On a hill far away stood an old rugged cross,
The emblem of suffering and shame;
And I love that old cross where the dearest and best
For a world of lost sinners was slain.
“The power of the cross performed mighty things and had continued to do so, even today, as long as it remains what it has always been, a cross! A symbol of death. The cross means one thing and only one thing: death by the most painful and humiliating means human beings could develop. It is a death of our sin; death of our selfishness; death of our pride. Its power dissolved once it changed from a thing of death to a thing of beauty; when men made it become an ornament, they could hang around their necks or on the rearview mirror in their car. As such it is revered today by millions who know absolutely nothing about its power. They interpret the “cross” as some burden they must carry: a strained relationship, a thankless job, a physical illness. With self-pitying pride, they say, “That’s my cross I have to carry.” Such interpretations are not what Jesus meant when He said, ‘Take up your cross and follow Me.’”

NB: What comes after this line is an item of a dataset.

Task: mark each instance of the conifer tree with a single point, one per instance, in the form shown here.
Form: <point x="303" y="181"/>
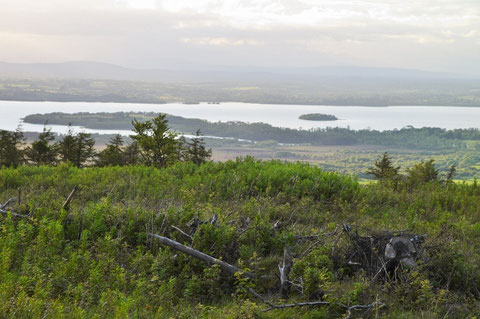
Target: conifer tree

No, my dear friends, the cross destroys your established values and plans and creates its own values and plans. The cross is a cherished symbol of atonement, forgiveness, grace, and love. It always has its way. It wins by defeating its opponent and imposing its will on him. The cross always dominates. It never compromises, never barters, never negotiates, and never surrenders a point for the sake of making you feel good. It doesn’t look for peace; it only cares to destroy its opposition as fast as possible. It is a call to absolute surrender.
With perfect knowledge of all this Christ said:
“Those who want to come with me must say no to the things they want, pick up their crosses every day, and follow me” (Luke 9:23)
“So the cross not only brought Christ’s life to an end, but it also ends the life of every one of His faithful followers. It destroys the old pattern, the Adam pattern, in the believer’s life. Then the God who raised Christ from the dead raises the believer, and a new life begins.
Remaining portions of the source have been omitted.